Honda Prologue
Technology

Honda teases the upcoming Prologue, its first electric SUV to be sold in the U.S.

Honda has released a teaser of the upcoming Prologue 2024 electric SUV, the company’s first electric vehicle to be sold in the United States. The company also advertised its hybrid vehicles as a way to address the slow adoption of its EV strategy compared to its competitors.

The Prologue will be the first of two cars that Honda is developing with General Motors, using the U.S. automaker’s Ultium batteries. The other car will carry the Acura nameplate and will also be co-developed with GM, but the company has not disclosed any new information about it at this time. The Prologue, which will go on sale in 2024, also marks the beginning of a wave of 30 hybrid, battery and fuel-powered cars that Honda says will be available by 2030.

These electric cars will be built on a variety of electric vehicle architectures that Honda is building, some in collaboration with General Motors. The Honda Prologue and Acura EV will be built on the GM Ultium platform, which is also used in the Detroit automaker’s Hummer EV pickup and Cadillac Lyriq SUV.

Other Honda electric cars will be built on the Honda E architecture, which the company plans to introduce in 2026. In 2027, Honda plans to launch a number of “affordable” electric cars, including a compact SUV. These vehicles will be based on a new electric vehicle architecture that the company is developing with GM.

Honda aims to sell 60,000 Prologue SUVs in the U.S. in 2024, 70,000 units in 2025 and 300,000 units in 2026, said Mamadou Diallo, vice president of sales for American Honda Motor. More broadly, the company says it wants 40 percent of its sales to come from battery electric and fuel-cell vehicles by 2030, 80 percent by 2035 and 100 percent by 2040 .

As seen in the teaser, the Prologue takes some subtle design cues from everyone’s favorite city car, the Honda E. Honda also emphasizes the car’s long wheelbase and short overhang, or the length of the car that extends beyond its wheelbase. The Prologue was designed at Honda Design Studio in Los Angeles in collaboration with a team of designers from Japan.

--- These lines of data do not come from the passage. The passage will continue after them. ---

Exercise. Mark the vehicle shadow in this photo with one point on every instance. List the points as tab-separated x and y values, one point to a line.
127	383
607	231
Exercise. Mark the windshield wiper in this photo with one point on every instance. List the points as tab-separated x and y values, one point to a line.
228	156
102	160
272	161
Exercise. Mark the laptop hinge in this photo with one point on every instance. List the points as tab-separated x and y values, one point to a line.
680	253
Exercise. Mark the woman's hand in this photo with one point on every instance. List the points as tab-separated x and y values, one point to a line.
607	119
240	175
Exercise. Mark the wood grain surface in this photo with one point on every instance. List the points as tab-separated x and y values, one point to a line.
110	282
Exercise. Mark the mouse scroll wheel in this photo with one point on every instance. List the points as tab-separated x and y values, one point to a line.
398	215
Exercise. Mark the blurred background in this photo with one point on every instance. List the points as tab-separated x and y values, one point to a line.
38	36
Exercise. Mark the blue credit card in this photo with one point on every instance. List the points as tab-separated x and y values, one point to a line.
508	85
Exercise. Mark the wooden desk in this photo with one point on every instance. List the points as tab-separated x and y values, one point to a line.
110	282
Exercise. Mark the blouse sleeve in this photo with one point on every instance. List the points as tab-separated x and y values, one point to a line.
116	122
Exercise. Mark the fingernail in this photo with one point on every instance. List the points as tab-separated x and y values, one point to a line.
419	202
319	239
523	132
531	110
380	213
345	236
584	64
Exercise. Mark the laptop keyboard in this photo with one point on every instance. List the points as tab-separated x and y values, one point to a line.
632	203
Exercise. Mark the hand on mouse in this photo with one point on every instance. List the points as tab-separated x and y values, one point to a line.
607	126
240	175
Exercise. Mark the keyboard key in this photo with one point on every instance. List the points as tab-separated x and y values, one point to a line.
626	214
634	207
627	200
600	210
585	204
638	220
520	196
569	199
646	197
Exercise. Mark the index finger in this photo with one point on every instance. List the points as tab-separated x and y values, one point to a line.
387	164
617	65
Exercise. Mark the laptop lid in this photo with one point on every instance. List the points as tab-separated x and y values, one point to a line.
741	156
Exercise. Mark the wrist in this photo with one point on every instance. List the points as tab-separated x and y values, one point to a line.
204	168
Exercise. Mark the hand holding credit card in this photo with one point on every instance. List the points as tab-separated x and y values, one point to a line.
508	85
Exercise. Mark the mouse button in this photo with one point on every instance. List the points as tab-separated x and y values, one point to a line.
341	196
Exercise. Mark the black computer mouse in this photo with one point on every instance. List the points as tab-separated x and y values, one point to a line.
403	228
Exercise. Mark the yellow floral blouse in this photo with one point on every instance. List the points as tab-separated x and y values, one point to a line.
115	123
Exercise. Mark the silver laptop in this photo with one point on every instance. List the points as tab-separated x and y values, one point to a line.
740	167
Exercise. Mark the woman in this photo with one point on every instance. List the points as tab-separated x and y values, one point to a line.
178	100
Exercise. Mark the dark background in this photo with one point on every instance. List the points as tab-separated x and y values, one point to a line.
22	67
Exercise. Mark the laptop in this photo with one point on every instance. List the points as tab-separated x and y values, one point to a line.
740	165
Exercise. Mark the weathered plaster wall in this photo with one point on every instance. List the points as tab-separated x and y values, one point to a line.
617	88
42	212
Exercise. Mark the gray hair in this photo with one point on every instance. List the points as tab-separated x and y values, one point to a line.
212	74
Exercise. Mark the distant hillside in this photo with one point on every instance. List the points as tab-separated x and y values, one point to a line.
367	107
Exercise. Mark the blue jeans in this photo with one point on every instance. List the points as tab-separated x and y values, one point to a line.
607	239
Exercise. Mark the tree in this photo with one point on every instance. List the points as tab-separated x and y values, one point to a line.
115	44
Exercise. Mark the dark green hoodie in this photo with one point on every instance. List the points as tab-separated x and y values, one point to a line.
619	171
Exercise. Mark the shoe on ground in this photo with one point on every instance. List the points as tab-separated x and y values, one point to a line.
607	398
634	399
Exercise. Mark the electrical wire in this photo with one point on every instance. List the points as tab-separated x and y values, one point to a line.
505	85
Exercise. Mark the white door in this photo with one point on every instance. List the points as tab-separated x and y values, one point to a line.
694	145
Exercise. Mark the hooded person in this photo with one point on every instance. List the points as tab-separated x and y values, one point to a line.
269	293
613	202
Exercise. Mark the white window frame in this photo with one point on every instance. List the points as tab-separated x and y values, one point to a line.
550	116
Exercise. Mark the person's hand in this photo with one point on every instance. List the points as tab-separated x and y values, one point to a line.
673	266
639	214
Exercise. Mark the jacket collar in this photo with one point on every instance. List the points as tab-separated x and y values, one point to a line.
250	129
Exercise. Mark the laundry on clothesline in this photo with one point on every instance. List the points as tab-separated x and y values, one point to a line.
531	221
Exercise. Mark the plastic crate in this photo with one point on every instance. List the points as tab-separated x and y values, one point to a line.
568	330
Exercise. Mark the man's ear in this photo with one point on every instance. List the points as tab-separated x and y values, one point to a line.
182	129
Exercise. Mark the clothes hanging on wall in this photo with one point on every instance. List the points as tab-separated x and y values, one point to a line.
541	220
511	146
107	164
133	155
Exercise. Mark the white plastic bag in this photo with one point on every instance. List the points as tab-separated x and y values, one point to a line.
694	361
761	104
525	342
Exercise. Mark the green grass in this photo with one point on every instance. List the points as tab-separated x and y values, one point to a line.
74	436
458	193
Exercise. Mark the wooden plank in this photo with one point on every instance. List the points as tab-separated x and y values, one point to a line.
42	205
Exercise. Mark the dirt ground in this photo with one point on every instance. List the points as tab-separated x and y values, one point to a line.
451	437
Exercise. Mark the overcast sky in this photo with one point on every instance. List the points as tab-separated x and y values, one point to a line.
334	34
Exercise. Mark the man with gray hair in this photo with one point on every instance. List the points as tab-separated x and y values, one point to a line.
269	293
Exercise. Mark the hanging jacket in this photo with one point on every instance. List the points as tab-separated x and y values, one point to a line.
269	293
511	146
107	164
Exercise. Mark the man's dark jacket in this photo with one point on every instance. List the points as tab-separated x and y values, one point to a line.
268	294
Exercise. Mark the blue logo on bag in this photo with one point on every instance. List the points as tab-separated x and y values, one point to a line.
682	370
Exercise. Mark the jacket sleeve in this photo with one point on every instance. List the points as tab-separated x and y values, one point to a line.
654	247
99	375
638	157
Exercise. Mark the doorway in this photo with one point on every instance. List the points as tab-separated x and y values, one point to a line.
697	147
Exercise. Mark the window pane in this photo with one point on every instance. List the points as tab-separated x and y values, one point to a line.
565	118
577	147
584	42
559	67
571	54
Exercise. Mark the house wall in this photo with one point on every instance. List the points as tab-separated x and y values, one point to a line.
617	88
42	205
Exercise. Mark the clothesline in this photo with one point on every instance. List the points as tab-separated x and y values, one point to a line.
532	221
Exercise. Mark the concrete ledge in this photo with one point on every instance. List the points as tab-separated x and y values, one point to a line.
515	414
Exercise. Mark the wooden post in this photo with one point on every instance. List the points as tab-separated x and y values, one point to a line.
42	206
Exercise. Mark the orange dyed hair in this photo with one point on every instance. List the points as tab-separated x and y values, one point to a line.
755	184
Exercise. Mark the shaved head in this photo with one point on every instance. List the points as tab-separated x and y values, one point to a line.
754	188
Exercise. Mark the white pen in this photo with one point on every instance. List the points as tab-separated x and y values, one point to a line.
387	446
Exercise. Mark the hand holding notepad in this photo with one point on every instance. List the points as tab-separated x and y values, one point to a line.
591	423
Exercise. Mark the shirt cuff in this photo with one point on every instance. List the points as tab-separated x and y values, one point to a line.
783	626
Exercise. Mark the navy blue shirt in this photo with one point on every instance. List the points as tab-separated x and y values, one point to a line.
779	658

“We wanted to make sure the Prologue represented a true Honda electric car and something that would look at home in the showroom next to the rest of our SUV lineup,” Diallo said.

Honda’s current lineup of electric cars is extremely limited compared to other automakers. The company recently discontinued the Clarity EV , although it will continue to sell hydrogen and plug-in hybrid versions of the car. And the Honda E is only available in Japan and Europe.